FedCIRC fields free patch service
Managers can get patches they really need, GSA's Sallie McDonald says.
Henrik G. DeGyor
Adrift in a sea of software patches? Not sure which ones you need? A new General Services Administration service is supposed to help systems chiefs with just such problems.
GSA has awarded a five-year, $10.8 million task order to Veridian Corp. to validate and disseminate software patches for federal IT administrators.
The task order to the Arlington, Va., company came through the governmentwide Safeguard program. The patch service, which will use technology from SecureInfo Corp. of San Antonio, will be available by free subscription in mid-February from GSA's Federal Computer Incident Response Center.

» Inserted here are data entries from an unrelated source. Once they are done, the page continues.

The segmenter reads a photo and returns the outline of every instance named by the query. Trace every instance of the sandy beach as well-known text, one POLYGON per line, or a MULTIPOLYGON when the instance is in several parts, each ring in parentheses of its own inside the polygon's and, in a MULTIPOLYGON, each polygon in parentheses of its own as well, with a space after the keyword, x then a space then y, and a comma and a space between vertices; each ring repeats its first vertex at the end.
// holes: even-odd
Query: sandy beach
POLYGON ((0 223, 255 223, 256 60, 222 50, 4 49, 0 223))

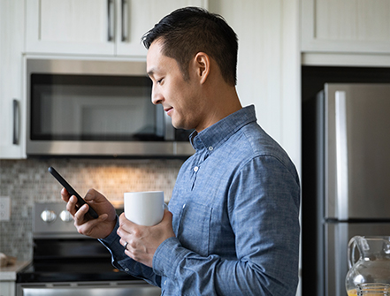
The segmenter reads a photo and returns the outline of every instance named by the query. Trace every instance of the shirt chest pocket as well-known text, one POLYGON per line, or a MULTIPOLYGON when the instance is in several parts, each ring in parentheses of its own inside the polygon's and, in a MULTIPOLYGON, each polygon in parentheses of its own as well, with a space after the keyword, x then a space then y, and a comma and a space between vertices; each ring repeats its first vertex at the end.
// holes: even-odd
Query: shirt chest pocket
POLYGON ((191 202, 180 213, 177 237, 184 247, 202 256, 209 255, 211 212, 212 208, 191 202))

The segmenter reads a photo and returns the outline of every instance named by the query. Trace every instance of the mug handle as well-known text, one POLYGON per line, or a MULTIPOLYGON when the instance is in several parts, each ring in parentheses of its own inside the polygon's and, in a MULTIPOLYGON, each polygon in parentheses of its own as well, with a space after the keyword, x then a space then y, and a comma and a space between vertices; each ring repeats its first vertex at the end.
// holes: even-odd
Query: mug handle
POLYGON ((356 248, 356 238, 353 237, 348 243, 348 268, 351 269, 355 265, 355 250, 356 248))

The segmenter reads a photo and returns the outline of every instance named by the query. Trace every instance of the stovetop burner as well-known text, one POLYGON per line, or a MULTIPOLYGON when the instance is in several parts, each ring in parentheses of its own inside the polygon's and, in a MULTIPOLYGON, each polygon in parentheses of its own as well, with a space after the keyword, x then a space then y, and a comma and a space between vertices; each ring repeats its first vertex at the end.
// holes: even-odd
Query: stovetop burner
POLYGON ((17 275, 17 283, 131 281, 137 278, 116 269, 110 260, 33 262, 17 275))
POLYGON ((111 265, 97 239, 79 234, 65 210, 65 202, 35 204, 33 262, 17 274, 18 283, 136 279, 111 265))

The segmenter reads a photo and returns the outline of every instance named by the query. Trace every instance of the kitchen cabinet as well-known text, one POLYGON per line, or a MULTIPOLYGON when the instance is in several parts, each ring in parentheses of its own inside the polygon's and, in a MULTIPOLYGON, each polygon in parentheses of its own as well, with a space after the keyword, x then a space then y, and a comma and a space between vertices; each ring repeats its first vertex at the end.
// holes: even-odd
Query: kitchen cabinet
POLYGON ((0 158, 25 157, 24 4, 0 1, 0 158))
POLYGON ((303 52, 390 54, 388 0, 301 0, 301 12, 303 52))
POLYGON ((27 53, 145 57, 141 37, 164 15, 208 0, 28 0, 27 53))

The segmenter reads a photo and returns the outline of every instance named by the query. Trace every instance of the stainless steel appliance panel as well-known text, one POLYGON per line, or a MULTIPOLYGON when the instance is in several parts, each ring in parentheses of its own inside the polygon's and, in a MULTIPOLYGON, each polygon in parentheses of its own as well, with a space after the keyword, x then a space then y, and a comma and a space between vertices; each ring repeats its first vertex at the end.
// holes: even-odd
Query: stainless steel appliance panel
MULTIPOLYGON (((348 267, 348 244, 356 235, 387 236, 388 223, 325 223, 324 258, 325 295, 347 296, 345 277, 348 267)), ((318 292, 320 295, 322 292, 318 292)))
POLYGON ((97 283, 50 283, 39 285, 19 285, 17 296, 159 296, 161 289, 145 284, 97 283), (44 286, 44 287, 43 287, 44 286))
POLYGON ((390 219, 390 85, 325 87, 325 218, 390 219))
POLYGON ((191 156, 151 89, 145 61, 28 58, 27 156, 191 156))

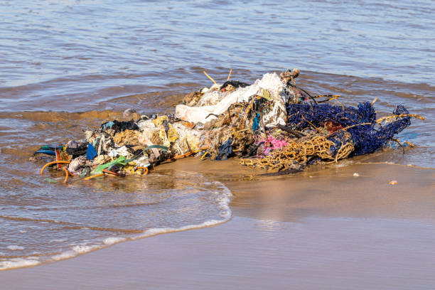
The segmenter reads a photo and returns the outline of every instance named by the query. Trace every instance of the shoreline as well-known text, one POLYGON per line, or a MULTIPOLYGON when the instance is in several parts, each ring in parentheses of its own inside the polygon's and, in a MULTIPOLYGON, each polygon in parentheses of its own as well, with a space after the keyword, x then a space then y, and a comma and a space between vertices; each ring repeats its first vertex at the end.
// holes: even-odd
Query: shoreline
POLYGON ((322 285, 348 289, 340 284, 347 279, 358 284, 360 288, 357 289, 365 289, 369 285, 362 279, 364 276, 367 281, 377 281, 370 284, 372 288, 394 285, 395 288, 390 288, 400 289, 411 269, 419 278, 403 289, 429 289, 435 283, 429 270, 434 262, 430 252, 435 250, 431 242, 435 238, 431 231, 435 171, 354 163, 263 178, 255 175, 258 171, 244 167, 236 174, 228 174, 236 161, 214 162, 213 166, 212 161, 198 161, 188 159, 163 164, 156 172, 195 168, 195 171, 222 182, 234 195, 230 205, 233 218, 229 222, 121 242, 35 267, 4 271, 0 272, 2 284, 11 289, 31 286, 36 289, 77 289, 85 284, 73 277, 85 276, 86 287, 91 289, 220 289, 219 283, 230 289, 291 284, 297 289, 324 289, 319 288, 322 285), (360 176, 353 176, 355 172, 360 176), (393 178, 397 185, 388 184, 393 178), (292 244, 296 247, 290 247, 292 244), (226 252, 230 245, 234 248, 226 252), (343 249, 343 254, 339 254, 343 249), (272 249, 270 254, 263 255, 263 251, 272 249), (338 258, 333 259, 331 251, 338 258), (372 268, 367 257, 380 259, 382 267, 372 268), (425 262, 417 262, 421 260, 425 262), (345 267, 347 262, 351 264, 348 267, 345 267), (402 267, 396 269, 397 263, 402 267), (252 268, 254 275, 242 271, 242 267, 252 268), (318 275, 316 279, 311 279, 310 267, 311 274, 318 275), (341 274, 337 274, 334 267, 341 274), (275 268, 278 272, 271 272, 275 268), (350 269, 366 272, 362 276, 353 274, 348 272, 350 269), (215 271, 218 274, 213 274, 215 271), (288 275, 294 271, 305 279, 288 275), (390 271, 392 276, 382 279, 382 271, 390 271), (274 281, 268 284, 271 279, 274 281), (416 281, 421 288, 415 287, 416 281))

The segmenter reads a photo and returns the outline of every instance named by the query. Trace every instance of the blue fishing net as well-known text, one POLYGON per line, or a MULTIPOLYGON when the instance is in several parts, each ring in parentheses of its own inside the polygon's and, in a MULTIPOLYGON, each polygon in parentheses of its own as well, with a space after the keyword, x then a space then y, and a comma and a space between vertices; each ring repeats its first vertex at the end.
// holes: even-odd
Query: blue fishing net
MULTIPOLYGON (((322 127, 327 122, 335 127, 327 138, 334 143, 331 148, 333 156, 337 154, 343 144, 351 142, 355 150, 351 155, 372 153, 385 146, 394 135, 411 124, 409 117, 398 117, 385 126, 376 123, 376 113, 370 102, 358 104, 358 107, 333 105, 331 104, 287 104, 287 127, 303 130, 315 126, 322 127), (362 124, 368 123, 367 124, 362 124), (350 126, 355 126, 343 129, 350 126)), ((396 107, 393 114, 409 114, 402 105, 396 107)))

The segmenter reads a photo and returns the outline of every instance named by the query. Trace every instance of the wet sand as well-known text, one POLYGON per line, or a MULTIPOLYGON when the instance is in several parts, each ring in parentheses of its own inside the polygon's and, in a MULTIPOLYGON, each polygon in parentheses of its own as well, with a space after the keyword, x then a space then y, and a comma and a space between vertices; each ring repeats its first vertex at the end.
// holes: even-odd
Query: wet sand
POLYGON ((236 166, 190 159, 157 168, 224 182, 230 222, 3 272, 2 288, 433 289, 435 171, 354 163, 261 177, 230 173, 236 166))

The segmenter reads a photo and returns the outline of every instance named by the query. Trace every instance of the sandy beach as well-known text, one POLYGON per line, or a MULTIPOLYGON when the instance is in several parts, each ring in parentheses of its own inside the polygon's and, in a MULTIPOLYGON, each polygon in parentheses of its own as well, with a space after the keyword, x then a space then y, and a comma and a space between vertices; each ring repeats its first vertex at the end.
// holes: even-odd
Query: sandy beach
POLYGON ((0 290, 435 289, 434 14, 428 0, 0 1, 0 290), (221 146, 229 160, 168 159, 221 146), (44 169, 55 156, 86 157, 44 169), (129 160, 110 168, 122 178, 85 179, 108 156, 129 160))
POLYGON ((229 174, 235 161, 210 163, 158 170, 195 168, 222 181, 235 195, 230 222, 3 272, 2 287, 432 289, 433 170, 357 163, 266 178, 229 174))

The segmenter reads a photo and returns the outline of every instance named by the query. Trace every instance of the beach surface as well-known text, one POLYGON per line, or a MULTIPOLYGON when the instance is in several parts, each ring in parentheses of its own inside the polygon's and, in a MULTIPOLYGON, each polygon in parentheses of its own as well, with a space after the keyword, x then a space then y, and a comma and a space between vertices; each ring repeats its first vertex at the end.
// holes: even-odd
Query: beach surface
POLYGON ((232 219, 3 272, 2 287, 432 289, 435 171, 364 162, 276 177, 229 173, 235 161, 163 165, 222 181, 232 219))
POLYGON ((433 0, 0 1, 0 290, 433 289, 434 14, 433 0), (250 84, 294 68, 336 104, 426 117, 394 136, 416 146, 284 176, 189 158, 65 185, 29 161, 104 122, 173 114, 213 85, 203 72, 250 84))

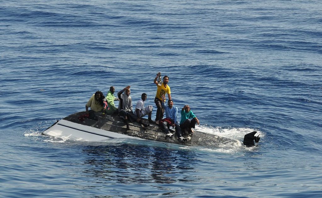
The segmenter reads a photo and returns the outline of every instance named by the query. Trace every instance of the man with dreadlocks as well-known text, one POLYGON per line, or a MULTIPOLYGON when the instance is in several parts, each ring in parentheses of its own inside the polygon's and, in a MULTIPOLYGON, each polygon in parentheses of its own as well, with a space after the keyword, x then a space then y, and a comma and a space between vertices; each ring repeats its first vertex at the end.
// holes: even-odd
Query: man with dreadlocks
POLYGON ((103 99, 105 96, 103 95, 101 91, 97 91, 93 94, 88 102, 86 104, 86 112, 88 112, 88 108, 90 108, 90 110, 95 112, 100 111, 103 109, 104 104, 103 99))

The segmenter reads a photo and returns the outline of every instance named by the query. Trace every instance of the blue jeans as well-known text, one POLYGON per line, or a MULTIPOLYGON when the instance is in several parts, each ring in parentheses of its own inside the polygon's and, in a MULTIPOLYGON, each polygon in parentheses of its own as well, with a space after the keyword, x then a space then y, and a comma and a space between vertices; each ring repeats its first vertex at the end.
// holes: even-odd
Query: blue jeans
MULTIPOLYGON (((167 134, 169 133, 168 127, 170 126, 170 125, 166 122, 160 122, 159 123, 160 126, 160 127, 163 131, 167 134)), ((176 122, 175 125, 175 133, 177 134, 178 138, 182 137, 182 136, 181 134, 181 128, 179 126, 179 123, 176 122)))

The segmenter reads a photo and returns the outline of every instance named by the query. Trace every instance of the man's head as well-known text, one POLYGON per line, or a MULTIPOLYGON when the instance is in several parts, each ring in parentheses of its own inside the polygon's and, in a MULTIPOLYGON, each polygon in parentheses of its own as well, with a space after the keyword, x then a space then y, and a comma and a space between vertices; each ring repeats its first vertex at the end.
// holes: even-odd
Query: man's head
POLYGON ((111 87, 109 88, 109 90, 111 91, 112 93, 114 93, 114 92, 115 91, 115 88, 114 88, 113 86, 111 86, 111 87))
POLYGON ((103 99, 104 96, 101 91, 97 91, 95 92, 95 99, 97 101, 99 101, 103 99))
POLYGON ((167 76, 165 76, 163 77, 163 83, 165 84, 167 84, 168 82, 169 77, 167 76))
POLYGON ((131 93, 131 90, 130 90, 129 89, 125 89, 125 90, 124 92, 125 92, 125 95, 128 96, 129 96, 130 95, 130 94, 131 93))
POLYGON ((172 100, 169 100, 168 101, 168 106, 170 108, 172 108, 173 106, 173 101, 172 100))
POLYGON ((141 95, 141 99, 143 101, 145 101, 145 100, 147 99, 147 94, 145 93, 144 93, 142 94, 141 95))

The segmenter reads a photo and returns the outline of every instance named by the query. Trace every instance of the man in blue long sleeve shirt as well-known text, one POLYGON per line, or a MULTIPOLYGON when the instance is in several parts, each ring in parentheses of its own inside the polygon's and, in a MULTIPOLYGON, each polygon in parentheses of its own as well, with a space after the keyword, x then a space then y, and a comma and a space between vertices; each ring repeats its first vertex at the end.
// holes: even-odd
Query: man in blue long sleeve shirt
MULTIPOLYGON (((164 95, 163 96, 163 101, 161 103, 162 107, 165 109, 166 112, 166 117, 167 118, 170 118, 173 121, 174 123, 172 124, 171 126, 175 127, 175 132, 177 134, 177 136, 178 137, 178 140, 179 141, 186 141, 187 139, 182 137, 181 135, 181 128, 179 125, 179 123, 177 121, 177 118, 178 116, 178 108, 176 107, 173 106, 173 101, 172 100, 169 100, 168 101, 168 106, 166 106, 165 99, 166 97, 164 95)), ((167 135, 166 137, 171 137, 173 135, 169 133, 169 129, 168 128, 168 123, 166 121, 162 121, 160 123, 160 127, 163 131, 165 131, 167 135)))

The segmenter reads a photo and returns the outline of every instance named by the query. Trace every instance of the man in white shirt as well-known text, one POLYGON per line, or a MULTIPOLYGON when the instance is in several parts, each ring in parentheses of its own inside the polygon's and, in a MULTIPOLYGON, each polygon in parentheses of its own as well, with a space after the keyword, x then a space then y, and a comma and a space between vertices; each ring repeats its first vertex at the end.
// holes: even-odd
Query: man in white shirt
POLYGON ((155 123, 155 122, 152 121, 151 119, 151 115, 153 109, 152 105, 148 105, 144 107, 144 101, 147 99, 147 94, 145 93, 142 94, 141 99, 137 103, 137 105, 135 107, 135 113, 139 119, 141 119, 142 117, 148 115, 149 122, 151 123, 155 123))

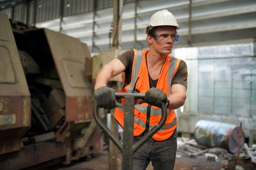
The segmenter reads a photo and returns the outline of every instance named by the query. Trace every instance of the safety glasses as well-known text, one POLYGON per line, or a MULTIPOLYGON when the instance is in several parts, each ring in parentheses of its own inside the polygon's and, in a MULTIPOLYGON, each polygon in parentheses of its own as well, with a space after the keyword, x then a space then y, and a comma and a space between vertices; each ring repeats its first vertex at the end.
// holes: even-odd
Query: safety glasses
POLYGON ((153 38, 157 41, 164 41, 169 37, 170 37, 172 39, 174 39, 175 42, 176 43, 179 41, 179 35, 177 34, 153 34, 153 38))

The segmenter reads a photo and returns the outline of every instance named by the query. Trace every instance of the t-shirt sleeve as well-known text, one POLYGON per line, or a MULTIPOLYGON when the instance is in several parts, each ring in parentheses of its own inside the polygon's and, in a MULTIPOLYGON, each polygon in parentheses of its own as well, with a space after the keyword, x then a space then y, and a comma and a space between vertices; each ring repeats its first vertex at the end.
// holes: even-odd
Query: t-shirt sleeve
POLYGON ((125 67, 125 70, 129 69, 132 66, 134 52, 132 49, 129 49, 123 52, 117 59, 122 62, 125 67))
POLYGON ((187 64, 184 60, 180 60, 178 69, 172 81, 172 85, 180 84, 186 87, 188 86, 188 68, 187 64))
POLYGON ((117 59, 120 60, 125 67, 125 70, 124 71, 125 75, 125 84, 129 84, 131 82, 132 63, 134 59, 134 52, 132 49, 127 50, 118 56, 117 59))

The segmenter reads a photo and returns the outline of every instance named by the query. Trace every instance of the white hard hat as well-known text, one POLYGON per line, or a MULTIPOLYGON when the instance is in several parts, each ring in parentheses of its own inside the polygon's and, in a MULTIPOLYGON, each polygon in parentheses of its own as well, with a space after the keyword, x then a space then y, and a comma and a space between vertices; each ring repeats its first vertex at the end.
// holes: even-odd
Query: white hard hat
POLYGON ((153 14, 145 32, 147 34, 150 28, 158 26, 173 26, 177 27, 177 29, 181 29, 173 15, 167 10, 163 10, 153 14))

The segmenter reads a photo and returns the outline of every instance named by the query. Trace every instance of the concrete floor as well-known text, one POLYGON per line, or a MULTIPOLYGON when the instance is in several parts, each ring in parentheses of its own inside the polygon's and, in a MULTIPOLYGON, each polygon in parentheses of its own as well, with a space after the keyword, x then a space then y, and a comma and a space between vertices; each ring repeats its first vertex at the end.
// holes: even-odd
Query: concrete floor
MULTIPOLYGON (((176 159, 175 170, 219 170, 222 164, 227 164, 227 161, 221 160, 214 162, 206 160, 204 155, 196 158, 189 158, 182 153, 177 153, 179 158, 176 159)), ((122 162, 122 155, 118 159, 119 164, 122 162)), ((97 154, 92 157, 89 160, 81 160, 73 161, 68 166, 58 165, 47 169, 65 169, 65 170, 108 170, 108 154, 107 152, 97 154)), ((121 168, 120 167, 120 169, 121 168)), ((150 164, 147 170, 153 170, 150 164)), ((134 169, 139 170, 139 169, 134 169)))

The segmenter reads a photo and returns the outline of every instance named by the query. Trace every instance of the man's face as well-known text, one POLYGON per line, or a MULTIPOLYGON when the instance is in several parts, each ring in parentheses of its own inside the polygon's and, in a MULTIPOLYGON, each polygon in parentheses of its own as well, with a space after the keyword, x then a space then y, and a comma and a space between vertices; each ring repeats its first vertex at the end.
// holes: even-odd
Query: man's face
POLYGON ((169 26, 159 27, 155 31, 155 38, 148 36, 150 48, 160 54, 169 54, 172 52, 177 34, 175 28, 169 26))

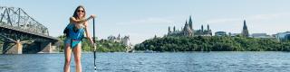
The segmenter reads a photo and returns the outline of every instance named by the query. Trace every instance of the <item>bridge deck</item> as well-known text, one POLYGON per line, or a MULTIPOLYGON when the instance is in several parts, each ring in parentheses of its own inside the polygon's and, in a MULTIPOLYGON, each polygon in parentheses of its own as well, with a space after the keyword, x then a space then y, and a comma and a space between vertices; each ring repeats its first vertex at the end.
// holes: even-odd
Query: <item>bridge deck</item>
POLYGON ((44 38, 47 38, 47 39, 52 39, 52 40, 58 40, 58 39, 56 39, 54 37, 52 37, 52 36, 44 35, 44 34, 40 34, 40 33, 37 33, 37 32, 27 31, 27 30, 24 30, 21 27, 14 27, 14 26, 8 25, 7 23, 5 23, 5 22, 0 22, 0 28, 5 28, 5 29, 8 29, 8 30, 14 30, 14 31, 16 31, 16 32, 29 33, 29 34, 33 34, 33 35, 36 35, 36 36, 40 36, 40 37, 44 37, 44 38))

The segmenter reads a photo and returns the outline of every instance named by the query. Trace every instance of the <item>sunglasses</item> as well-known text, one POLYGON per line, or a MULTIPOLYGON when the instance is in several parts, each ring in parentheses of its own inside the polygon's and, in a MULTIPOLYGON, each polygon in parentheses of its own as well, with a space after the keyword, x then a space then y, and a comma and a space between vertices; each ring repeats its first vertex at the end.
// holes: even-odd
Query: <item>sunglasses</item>
POLYGON ((80 13, 80 12, 83 13, 84 11, 83 10, 78 10, 78 13, 80 13))

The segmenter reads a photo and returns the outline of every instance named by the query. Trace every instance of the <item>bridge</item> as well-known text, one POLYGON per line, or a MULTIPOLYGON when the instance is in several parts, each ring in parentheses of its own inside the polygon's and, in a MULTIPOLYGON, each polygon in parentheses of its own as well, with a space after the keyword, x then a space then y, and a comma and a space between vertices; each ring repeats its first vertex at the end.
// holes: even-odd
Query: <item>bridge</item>
POLYGON ((0 6, 0 47, 3 54, 51 52, 58 41, 48 29, 23 9, 0 6))

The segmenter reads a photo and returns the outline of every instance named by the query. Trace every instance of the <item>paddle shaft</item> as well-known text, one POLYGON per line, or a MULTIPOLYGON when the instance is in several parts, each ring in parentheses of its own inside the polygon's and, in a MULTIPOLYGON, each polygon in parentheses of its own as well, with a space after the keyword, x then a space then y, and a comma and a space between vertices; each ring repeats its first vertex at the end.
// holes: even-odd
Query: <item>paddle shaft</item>
POLYGON ((96 40, 95 40, 95 36, 94 36, 94 18, 92 19, 92 41, 93 41, 93 64, 94 64, 94 71, 97 70, 97 67, 96 67, 96 40))

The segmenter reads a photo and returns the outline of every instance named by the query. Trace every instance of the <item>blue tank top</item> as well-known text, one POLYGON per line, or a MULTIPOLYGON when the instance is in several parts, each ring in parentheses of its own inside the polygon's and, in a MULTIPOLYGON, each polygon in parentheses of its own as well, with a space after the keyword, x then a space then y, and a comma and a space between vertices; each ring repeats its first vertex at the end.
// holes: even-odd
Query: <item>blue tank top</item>
POLYGON ((68 40, 71 41, 72 48, 74 48, 78 43, 82 41, 82 39, 83 38, 84 28, 82 27, 77 29, 77 27, 72 23, 70 23, 67 28, 69 30, 69 35, 67 39, 69 39, 68 40))

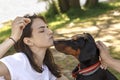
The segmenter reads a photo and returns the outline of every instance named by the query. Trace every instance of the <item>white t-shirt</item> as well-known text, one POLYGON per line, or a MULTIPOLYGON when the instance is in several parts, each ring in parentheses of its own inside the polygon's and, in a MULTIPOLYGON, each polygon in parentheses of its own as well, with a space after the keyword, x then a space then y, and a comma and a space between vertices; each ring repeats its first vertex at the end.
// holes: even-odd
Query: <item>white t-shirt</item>
MULTIPOLYGON (((27 56, 24 53, 16 53, 0 59, 3 62, 11 76, 11 80, 56 80, 56 77, 50 72, 46 65, 42 68, 42 73, 36 72, 30 65, 27 56)), ((0 80, 5 80, 3 76, 0 80)))

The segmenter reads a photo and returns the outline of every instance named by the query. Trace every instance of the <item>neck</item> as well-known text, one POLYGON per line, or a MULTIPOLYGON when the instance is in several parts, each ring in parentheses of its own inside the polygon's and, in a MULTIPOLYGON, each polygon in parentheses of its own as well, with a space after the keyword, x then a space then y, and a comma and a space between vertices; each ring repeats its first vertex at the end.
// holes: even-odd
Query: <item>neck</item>
POLYGON ((35 63, 37 64, 37 66, 42 67, 42 65, 43 65, 43 60, 44 60, 44 57, 45 57, 45 54, 46 54, 46 50, 47 50, 47 49, 43 49, 43 48, 39 48, 39 49, 32 48, 31 50, 32 50, 32 52, 33 52, 33 58, 34 58, 34 60, 35 60, 35 63))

'Making these services available at no cost is strategic,' FTS commissioner Sandra Bates said. 'Agencies can cut down the overhead to manage individual systems, freeing up resources for other areas.'
IT managers can receive notice of software patches to plug only their specific vulnerabilities, and they can download the patches from a dedicated FedCIRC server.
'It's no secret that most security incidents could be avoided if managers apply patches for known vulnerabilities,' said Sallie McDonald, assistant commissioner in the Office of Information Assurance and Critical Infrastructure at GSA's Federal Technology Service. 'This will make it easier for security managers to concentrate on patches they really need.'Fixed not infected
Veridian will integrate the technology, market the service and evaluate vendors' patches 'to make sure they are effective and secure,' said Jim Jaeger, vice president of Veridian's Cyber Assurance Group in San Antonio.
An effective patch fixes what it is supposed to fix, he said, and a secure one doesn't introduce new bugs.
'Finding patches that have bugs is the exception, but the effects on the network can be serious,' Jaeger said. Only about 10 percent or 15 percent of patches are ineffective, he added.
Jaeger said his laboratory could validate a patch and have it ready for distribution a few hours after its release. 'We will be validating patches on the same hardware and software configurations the agencies are using,' he said.
SecureInfo will handle the distribution with its InSite Enterprise Vulnerability Management tool. Users must have the InSiteEVM client to profile their agencies' systems. InSiteEVM can import information from network scanners but cannot automatically create profiles.
Administrators are alerted only to problems affecting their systems, SecureInfo chief operating officer John M. Linton said. They also get e-mail or pager alerts about applicable patches after validation.
Jaeger said IT administrators typically receive notice of up to 40 patches a week, only a handful of which apply to their own systems, 'so this really cuts workload,' he said.